# WHAT ARE THE SIDE EFFECTS OF PINK 5mcg DIANABOL



## mainyboi (Mar 9, 2006)

can any1 tell me what side effects i should be getting when taking 3dianabol a day becouse i started on tuesday and im getting mood swings and feeling abit tired and when should i start to notise any body strenth changes


----------



## GFR (Mar 9, 2006)

D-bol alone is a terrible cycle....stop now, 


			
				mainyboi said:
			
		

> ello people can any1 give me some advice please* im 18 years old* i weigth just over 11 and a half stone im 5.9 in height i go down the gym everyday and im trying to get my arms bigger my bodys already toned and my arms are 11.5 inch and i want them to go to 12.5 and im thinking of getting some dianabol can any1 help


Also at 18 you are an idiot for using steroids.


----------



## lnvanry (Mar 9, 2006)

What is you daily dose...keep the doses 4-6 hour apart. 

I noticed strength gains in a matter of days.

as far as worse sides-for me it was hair loss.  In fact that was the only shitty side effect.  

ps If you can't control your moods on it, you should NOT be taking it.  It is not difficult to have some self control.  It is a sign of immaturity when guys act like that.


----------



## mainyboi (Mar 9, 2006)

Im taking 3 dianabol a day! 1 in the morning at 9.00 2nd at 3.00 and 3rd at 7.00 and im weighing in at 12stone and eating steak and chicken pasta and more protien foods


----------



## ant is lifting (Mar 9, 2006)

curious what time your work out it is...and will the 7:00 dose effect your sleep?


----------



## GFR (Mar 9, 2006)

mainyboi said:
			
		

> Im taking 3 dianabol a day! 1 in the morning at 9.00 2nd at 3.00 and 3rd at 7.00 and im weighing in at 12stone and eating steak and chicken pasta and more protien foods


 Nobody really cares what an  18 yearlod  boy is eating when he is on a steroid cycle.....we are just amazed at your stupidity.


----------



## Heimir (Mar 9, 2006)

mainyboi said:
			
		

> Im taking 3 dianabol a day! 1 in the morning at 9.00 2nd at 3.00 and 3rd at 7.00 and im weighing in at 12stone and eating steak and chicken pasta and more protien foods



Its pretty obvious that you are not ready for AAS.

Stop now before you screw up even more.


----------



## mainyboi (Mar 9, 2006)

i start workout about 12ish and i think the 7.00 dose is efecting my sleep becouse i fill tired in the day and moody


----------



## mainyboi (Mar 9, 2006)

FOREMAN RULES your just a prick mate you cant say nothink nice about no1 i would like to see you


----------



## ant is lifting (Mar 9, 2006)

when I googled d-bol I read that with-in 3 days your mood will change and within 10-14 days you will start to feel and see results. I will be taking the same amount 15 mg per day. My understanding on what I have read is that the half life is 3-6 hours so Im thinking that the 7:00 pill might be a little to late if you go to bed befor midnight..
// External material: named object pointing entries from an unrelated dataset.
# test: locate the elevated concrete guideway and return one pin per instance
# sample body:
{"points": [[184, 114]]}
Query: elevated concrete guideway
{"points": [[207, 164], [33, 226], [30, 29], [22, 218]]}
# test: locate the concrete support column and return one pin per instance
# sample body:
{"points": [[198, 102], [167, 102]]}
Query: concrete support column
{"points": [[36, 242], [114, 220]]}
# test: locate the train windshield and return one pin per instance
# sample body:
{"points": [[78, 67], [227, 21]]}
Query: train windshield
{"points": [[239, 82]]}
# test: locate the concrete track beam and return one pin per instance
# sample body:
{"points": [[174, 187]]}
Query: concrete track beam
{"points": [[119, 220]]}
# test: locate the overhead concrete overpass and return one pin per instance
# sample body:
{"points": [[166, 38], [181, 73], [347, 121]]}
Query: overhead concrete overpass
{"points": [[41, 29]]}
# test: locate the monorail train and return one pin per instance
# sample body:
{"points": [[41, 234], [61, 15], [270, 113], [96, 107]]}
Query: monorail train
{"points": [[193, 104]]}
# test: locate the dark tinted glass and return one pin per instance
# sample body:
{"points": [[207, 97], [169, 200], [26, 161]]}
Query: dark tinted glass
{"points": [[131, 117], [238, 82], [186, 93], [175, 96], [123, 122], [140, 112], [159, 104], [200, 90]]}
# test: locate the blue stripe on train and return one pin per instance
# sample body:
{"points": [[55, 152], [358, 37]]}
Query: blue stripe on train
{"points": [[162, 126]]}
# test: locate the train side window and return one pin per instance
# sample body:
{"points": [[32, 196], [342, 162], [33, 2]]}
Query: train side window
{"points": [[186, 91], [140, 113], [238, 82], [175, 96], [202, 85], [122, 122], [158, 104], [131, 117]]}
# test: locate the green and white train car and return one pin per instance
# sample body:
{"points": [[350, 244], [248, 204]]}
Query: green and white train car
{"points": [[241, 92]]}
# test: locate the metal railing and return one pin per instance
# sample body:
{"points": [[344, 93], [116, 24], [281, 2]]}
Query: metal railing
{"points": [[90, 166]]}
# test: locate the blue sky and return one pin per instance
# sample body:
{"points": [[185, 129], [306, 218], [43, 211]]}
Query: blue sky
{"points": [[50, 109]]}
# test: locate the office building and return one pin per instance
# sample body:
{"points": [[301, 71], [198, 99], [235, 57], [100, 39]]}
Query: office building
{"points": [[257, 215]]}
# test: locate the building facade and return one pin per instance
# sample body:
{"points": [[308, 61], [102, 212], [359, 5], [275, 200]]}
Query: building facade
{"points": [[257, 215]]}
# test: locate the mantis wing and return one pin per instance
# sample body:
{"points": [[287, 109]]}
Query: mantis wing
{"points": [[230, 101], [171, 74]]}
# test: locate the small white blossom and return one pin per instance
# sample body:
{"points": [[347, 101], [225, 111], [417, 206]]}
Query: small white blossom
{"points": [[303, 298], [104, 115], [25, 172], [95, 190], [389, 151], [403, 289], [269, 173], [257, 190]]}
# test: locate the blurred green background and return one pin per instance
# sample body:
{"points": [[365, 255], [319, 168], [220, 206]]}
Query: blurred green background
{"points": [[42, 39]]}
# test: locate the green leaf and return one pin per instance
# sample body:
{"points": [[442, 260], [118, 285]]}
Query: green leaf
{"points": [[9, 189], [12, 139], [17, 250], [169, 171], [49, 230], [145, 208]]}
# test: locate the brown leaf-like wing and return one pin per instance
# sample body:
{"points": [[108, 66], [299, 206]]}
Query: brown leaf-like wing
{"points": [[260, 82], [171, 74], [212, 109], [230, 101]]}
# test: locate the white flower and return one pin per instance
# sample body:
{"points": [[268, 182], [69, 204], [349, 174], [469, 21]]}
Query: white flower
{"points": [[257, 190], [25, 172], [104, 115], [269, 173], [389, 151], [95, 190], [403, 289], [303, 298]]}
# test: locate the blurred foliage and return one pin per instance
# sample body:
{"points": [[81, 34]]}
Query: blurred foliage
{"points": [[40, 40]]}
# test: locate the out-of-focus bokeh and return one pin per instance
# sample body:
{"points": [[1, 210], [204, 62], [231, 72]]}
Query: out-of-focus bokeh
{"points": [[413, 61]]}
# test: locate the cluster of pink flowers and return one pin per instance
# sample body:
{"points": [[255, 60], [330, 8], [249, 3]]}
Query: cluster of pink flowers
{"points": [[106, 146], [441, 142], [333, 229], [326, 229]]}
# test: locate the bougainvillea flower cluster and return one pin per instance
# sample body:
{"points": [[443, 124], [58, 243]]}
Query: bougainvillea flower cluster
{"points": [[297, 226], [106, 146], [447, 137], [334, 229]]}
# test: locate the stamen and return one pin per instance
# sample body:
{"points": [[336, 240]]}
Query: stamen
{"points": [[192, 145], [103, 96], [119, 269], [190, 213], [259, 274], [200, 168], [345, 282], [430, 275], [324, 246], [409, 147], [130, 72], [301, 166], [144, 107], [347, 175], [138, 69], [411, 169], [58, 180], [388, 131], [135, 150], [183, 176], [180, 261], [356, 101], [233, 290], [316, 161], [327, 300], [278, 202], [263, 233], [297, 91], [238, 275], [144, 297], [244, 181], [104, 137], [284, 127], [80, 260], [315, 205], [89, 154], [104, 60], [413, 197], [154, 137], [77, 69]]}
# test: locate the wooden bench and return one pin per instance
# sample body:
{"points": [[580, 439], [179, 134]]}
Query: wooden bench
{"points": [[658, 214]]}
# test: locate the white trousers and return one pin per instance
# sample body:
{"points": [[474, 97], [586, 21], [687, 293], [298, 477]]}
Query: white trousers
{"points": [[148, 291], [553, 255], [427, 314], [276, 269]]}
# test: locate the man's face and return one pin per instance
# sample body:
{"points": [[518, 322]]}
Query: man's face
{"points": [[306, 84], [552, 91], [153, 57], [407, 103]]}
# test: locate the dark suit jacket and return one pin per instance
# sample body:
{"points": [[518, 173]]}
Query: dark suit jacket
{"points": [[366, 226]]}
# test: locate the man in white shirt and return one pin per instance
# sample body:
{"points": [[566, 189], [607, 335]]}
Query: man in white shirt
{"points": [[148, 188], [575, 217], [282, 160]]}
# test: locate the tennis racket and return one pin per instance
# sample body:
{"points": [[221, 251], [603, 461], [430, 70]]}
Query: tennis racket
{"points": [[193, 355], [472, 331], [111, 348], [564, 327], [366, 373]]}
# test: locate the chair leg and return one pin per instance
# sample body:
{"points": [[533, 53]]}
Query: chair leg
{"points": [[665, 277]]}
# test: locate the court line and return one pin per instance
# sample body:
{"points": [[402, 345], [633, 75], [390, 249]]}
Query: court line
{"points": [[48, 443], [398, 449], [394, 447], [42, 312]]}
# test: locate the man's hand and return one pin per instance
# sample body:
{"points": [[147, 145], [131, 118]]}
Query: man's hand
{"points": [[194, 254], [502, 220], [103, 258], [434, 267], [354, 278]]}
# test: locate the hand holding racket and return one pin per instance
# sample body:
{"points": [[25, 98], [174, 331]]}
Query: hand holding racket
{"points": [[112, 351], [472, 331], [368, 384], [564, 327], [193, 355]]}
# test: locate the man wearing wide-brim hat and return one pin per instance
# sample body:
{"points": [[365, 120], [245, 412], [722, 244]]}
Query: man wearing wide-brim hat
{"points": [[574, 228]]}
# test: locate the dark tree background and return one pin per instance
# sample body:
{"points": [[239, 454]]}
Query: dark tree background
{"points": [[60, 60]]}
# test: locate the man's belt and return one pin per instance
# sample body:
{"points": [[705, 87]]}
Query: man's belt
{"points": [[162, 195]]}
I couldnt imagine taking this at age 18 though just because your testosterone is probably through the roof as it is. the range of testoserone one produces is from 250-800... have you ever tested yourself to see what level you are at?


and yes i agree, forumrules, the so called "elite member" is deffinatly a cock.He would rather insult people instead of helping them.. maybee hes expieriencing "roid rage" rofL


----------



## GFR (Mar 9, 2006)

mainyboi said:
			
		

> FOREMAN RULES your just a prick mate you *cant* say *nothink* nice about no*1 i* would like to see you


 FUCK OFF LOSER, and take some English classes.


----------



## mainyboi (Mar 9, 2006)

i am english you fucking MUG          :


----------



## GFR (Mar 9, 2006)

mainyboi said:
			
		

> i am english you fucking MUG          :


Then go have some fish and chips, a warm beer and skip the steroids till you are 21 and know how to use them.


----------



## Heimir (Mar 9, 2006)

ForemanRules said:
			
		

> Then go have some fish and chips, a warm beer and skip the steroids till you are 21 and know how to use them.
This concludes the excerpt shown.